Finding Home in Food

Originally Posted on The Yale Herald - Medium via UWIRE

Illustrative picture from the West End Magazine

Walk down High Street on any given night and you may find yourself drawn to the delicious smell wafting from the Asian American Cultural Center. If you’re a fan of Asian food, you’ve come to the right place — home-cooked dinners are some of the most popular events held at the AACC. The recent Chinese American Student Association (CASA) Hot Pot night attracted 73 students to sign up. “Tastes Like Home,” hosted by the Alliance for Southeast Asian Students at Yale (Alseas), ran out of food midway through. Riding on this wave of success, the Vietnamese Student Association (ViSA) plans to hold Pho Night on Nov. 9, and Korean American Students at Yale (KASY) will organize an upperclassmen Thanksgiving dinner on Nov. 15. Both events are expected to be as popular as Hot Pot night and “Tastes Like Home,” with Pho Night having 64 people officially signed up so far and KASY’s guest list having completely filled up only in a few short days. Asian cultural clubs help bring their cuisine and culture to Yale to enrich it — and, thankfully, students seem to be embracing this effort with all their might.

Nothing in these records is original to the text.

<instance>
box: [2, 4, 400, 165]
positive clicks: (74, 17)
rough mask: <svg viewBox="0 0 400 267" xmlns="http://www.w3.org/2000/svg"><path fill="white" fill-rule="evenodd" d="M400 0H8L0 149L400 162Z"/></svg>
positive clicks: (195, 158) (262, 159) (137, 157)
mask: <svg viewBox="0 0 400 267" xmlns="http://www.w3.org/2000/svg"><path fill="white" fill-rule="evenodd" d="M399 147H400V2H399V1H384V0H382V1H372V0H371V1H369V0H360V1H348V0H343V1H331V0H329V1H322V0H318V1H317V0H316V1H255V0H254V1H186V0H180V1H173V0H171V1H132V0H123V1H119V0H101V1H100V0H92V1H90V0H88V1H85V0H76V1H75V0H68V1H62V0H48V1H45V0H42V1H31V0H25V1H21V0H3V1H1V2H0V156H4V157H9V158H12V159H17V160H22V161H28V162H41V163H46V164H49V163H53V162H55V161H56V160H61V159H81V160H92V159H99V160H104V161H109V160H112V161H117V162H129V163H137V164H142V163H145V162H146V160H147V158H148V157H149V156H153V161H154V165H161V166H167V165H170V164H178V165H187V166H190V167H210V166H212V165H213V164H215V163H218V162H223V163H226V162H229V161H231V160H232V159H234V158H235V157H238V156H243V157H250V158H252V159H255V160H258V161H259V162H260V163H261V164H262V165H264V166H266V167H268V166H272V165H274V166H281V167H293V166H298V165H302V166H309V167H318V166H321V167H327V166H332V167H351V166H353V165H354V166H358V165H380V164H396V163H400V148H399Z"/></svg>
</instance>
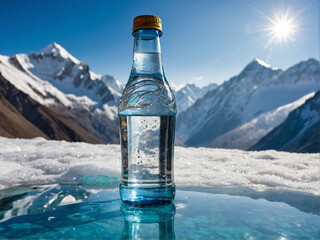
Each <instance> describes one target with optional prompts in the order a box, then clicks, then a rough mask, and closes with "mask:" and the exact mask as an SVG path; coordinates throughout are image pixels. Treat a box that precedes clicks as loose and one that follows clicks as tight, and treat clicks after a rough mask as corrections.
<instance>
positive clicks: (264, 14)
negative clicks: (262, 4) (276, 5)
mask: <svg viewBox="0 0 320 240" xmlns="http://www.w3.org/2000/svg"><path fill="white" fill-rule="evenodd" d="M303 11H304V9H302V10H301V11H299V12H296V13H294V14H293V13H292V12H291V11H290V8H288V9H287V10H285V11H283V10H282V11H281V10H279V9H274V15H273V17H271V16H267V15H266V14H263V17H264V18H265V19H266V20H267V25H266V26H265V28H263V29H262V31H264V32H266V35H265V37H266V38H267V39H268V42H267V44H266V45H265V48H267V47H268V46H269V45H271V44H272V43H274V42H276V43H279V44H281V43H288V42H289V41H291V42H294V41H295V37H296V35H297V34H298V32H299V31H298V26H299V24H298V23H299V20H298V17H299V15H301V13H302V12H303Z"/></svg>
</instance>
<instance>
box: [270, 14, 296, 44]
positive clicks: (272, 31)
mask: <svg viewBox="0 0 320 240" xmlns="http://www.w3.org/2000/svg"><path fill="white" fill-rule="evenodd" d="M272 24H273V26H272V27H271V33H272V35H273V37H274V39H277V40H278V41H279V42H282V41H284V42H287V41H288V40H293V39H294V34H295V30H296V29H295V28H296V27H295V25H294V24H293V23H292V20H291V19H287V18H286V17H284V18H280V19H277V20H276V21H272Z"/></svg>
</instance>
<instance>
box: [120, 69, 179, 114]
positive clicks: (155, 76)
mask: <svg viewBox="0 0 320 240" xmlns="http://www.w3.org/2000/svg"><path fill="white" fill-rule="evenodd" d="M118 110H119V114H120V115H121V114H123V115H127V113H130V115H135V114H137V115H152V114H153V115H175V114H176V112H177V110H176V100H175V96H174V93H173V91H172V90H171V88H170V86H169V84H168V82H167V80H166V78H165V76H164V75H162V74H154V75H152V74H149V75H147V74H145V75H142V74H140V75H134V74H132V75H131V76H130V78H129V81H128V82H127V84H126V86H125V89H124V91H123V93H122V96H121V98H120V103H119V109H118Z"/></svg>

These events really flourish because of the diversity within the “Asian food” umbrella — no evening is too similar to another. The inaugural KASY First-Year Dinner in September, for example, had a massive variety of traditional Korean food from 제육볶음 (spicy pork belly) to 파전/김치부침개 (scallion and kimchi pancakes). On the other hand, CASA and ViSA’s events distinguish themselves by focusing on specific, iconic dishes of Chinese and Vietnamese cuisine. Hot pot and pho are both comfort foods, and their familiar appeal is almost surely a major contributor to their popularity. “Pho just makes me feel good inside,” comments Anna Tran, TD ’22, who is planning to attend Pho Night. “I had it a lot when I was at home.”

Home is a recurring concept these events explore, with Alseas’ “Tastes Like Home” addressing this topic explicitly. “The title reflects a longing to re-create the gustatory experiences of ‘home,’ that we do not often find at Yale,” a representative of Alseas reported in a text exchange. Yale Dining’s representation of Asian cuisine is indeed an oft-criticized topic, and their efforts definitely aren’t comprehensive enough to replicate a feeling of “home” for most Asian students. Tran says she keeps an eye out for events at the AACC because of “the lack of general authentic Asian food options in [Yale’s] surrounding area.” Although several restaurants like Mecha Ramen and Bonchon are popular for their Asian food variety, New Haven lacks a Chinatown area that would promote the growth of such local restaurants. Within Yale itself, the presence of Asian food is similarly noticeable but mostly “inauthentic,” as first-year Philena Sun, MY ’22, comments. Although Sun appreciates the efforts of Yale Dining, “it’s definitely not [her] mom’s cooking”.

These events also help connect similar cultural clubs and their members. “Tastes Like Home” in particular had a specific goal as a multicultural partnership between Alseas and ViSA, Malaysian and Singaporean Student Association (MASA), Student Association of Thais at Yale (SATAY), and the Indonesia Yale Association (IYA). According to the board of Alseas, “Tastes Like Home” was intended to be “an opportunity for the Southeast Asian student groups to come together and expose each other and the wider Yale community to the culinary cultures of their respective countries.” They also commented that these groups and cultures had a distinct “cultural, economic, and political interconnectedness” that was rarely explored or embraced.

As well as facilitating connections across cultures, these events serve as social spaces for the creation of friendships within single cultures. Some events, like the KASY First-Year Dinner, aim to help attendees meet new people associated with the club. KASY Social Chair Jiyoung Kang, BF ’21, remarks, “at least for these first-years, we wanted to create a larger community in KASY.” CASA’s Hot Pot night, on the other hand, marketed itself towards forming closer bonds in small groups called “families” that received a discount over individual sign-ups. These “families” have nothing to do with blood relations — they are groups of upperclassmen and underclassmen paired together by CASA with the intent of forming a close relationship over the course of the school year. Through a shared love of food and Asian culture, both Hot Pot night and KASY First-Year Dinner were created to bring people together.

Although Yale Dining’s Asian food may not be truly “authentic,” cultural club events on campus bring a little hope by reminding students of their own home. Their popularity never fails to show, and many events like JASU’s Takoyaki night and TAS’s Mid-Autumn Mooncake Festival boasted attendance in the hundreds. Students understandably want new social spaces and fresh ways of making intercultural connections. These events promote acceptance of niche cultures and a space for Asian students to be comfortable many miles from their own homes. As Kang exclaims, “Warmth! Home! Family! Community!”